Karena mngetahui beberapa rahasia penting itu, maka mereka melakukan pekerjaan itu dengan penuh semangat dan berusaha untuk berhati-hati sedapat mungkin. Mereka amat sadar, setengah kemungkinan menang sudah berada di tangan pada saat itu, tinggal bagaimana mengoptimalkan peluang sisanya. Meski jumlah mereka kalah dari jumlah anak buah Bu Tek Seng Pay, tetapi dengan kehadiran beberapa Barisan Mujijat, maka kekalahan jumlah akan dapat diminimalisasi, bahkan bisa menjadi senjata yang berbahaya.

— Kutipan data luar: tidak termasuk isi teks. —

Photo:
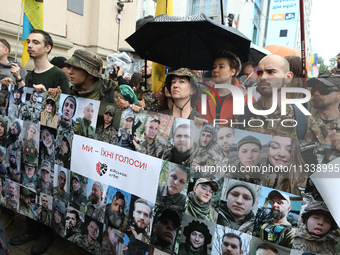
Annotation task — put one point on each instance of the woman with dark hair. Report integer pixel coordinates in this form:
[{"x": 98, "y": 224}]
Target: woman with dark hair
[
  {"x": 197, "y": 239},
  {"x": 48, "y": 116},
  {"x": 3, "y": 132}
]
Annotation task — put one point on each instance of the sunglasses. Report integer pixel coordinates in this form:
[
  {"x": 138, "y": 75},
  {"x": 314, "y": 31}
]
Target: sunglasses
[{"x": 323, "y": 90}]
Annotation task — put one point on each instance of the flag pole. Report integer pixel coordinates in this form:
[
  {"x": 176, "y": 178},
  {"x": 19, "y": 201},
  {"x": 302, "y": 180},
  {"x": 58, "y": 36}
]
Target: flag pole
[{"x": 19, "y": 28}]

Sementara itu, di tempat semula yang ditinggalkan Tek Ui Sinkay dan Cu Ying Lun, Koay Ji kemudian memanggil Mindra, Kang Siauw Hong dan Bun Kwa Siang bertiga yang akan menjalankan missi yang berbeda;
"Lopeh, inilah adik angkatku, namanya adalah Kang Siauw Hong. Dia adalah ahli segala sesuatu mengenai Barisan, dan dialah yang akan bertugas untuk memandu dan sekaligus mengantarkan Lopeh untuk memasuki Barisan itu. Kemampuannya mengenali dan menganalisis Barisan, bahkan masih jauh diatas kemampuanku dan kemampuan Thian Liong Koay Hiap juga..... karena itu, sebaiknya kalian bercakap-cakap untuk menentukan strategi apa yang sebaiknya dikerjakan guna merusak semua jebakan dalam barisan itu....." Koay Ji berinisiatif saling mengenalkan Kang Siauw Hong adik angkatnyadengan Mindra, si tokoh ahli sihir mujijat asal Thian Tok. Maksudnya sedehana, biar tugas mereka selesai dengan mudah.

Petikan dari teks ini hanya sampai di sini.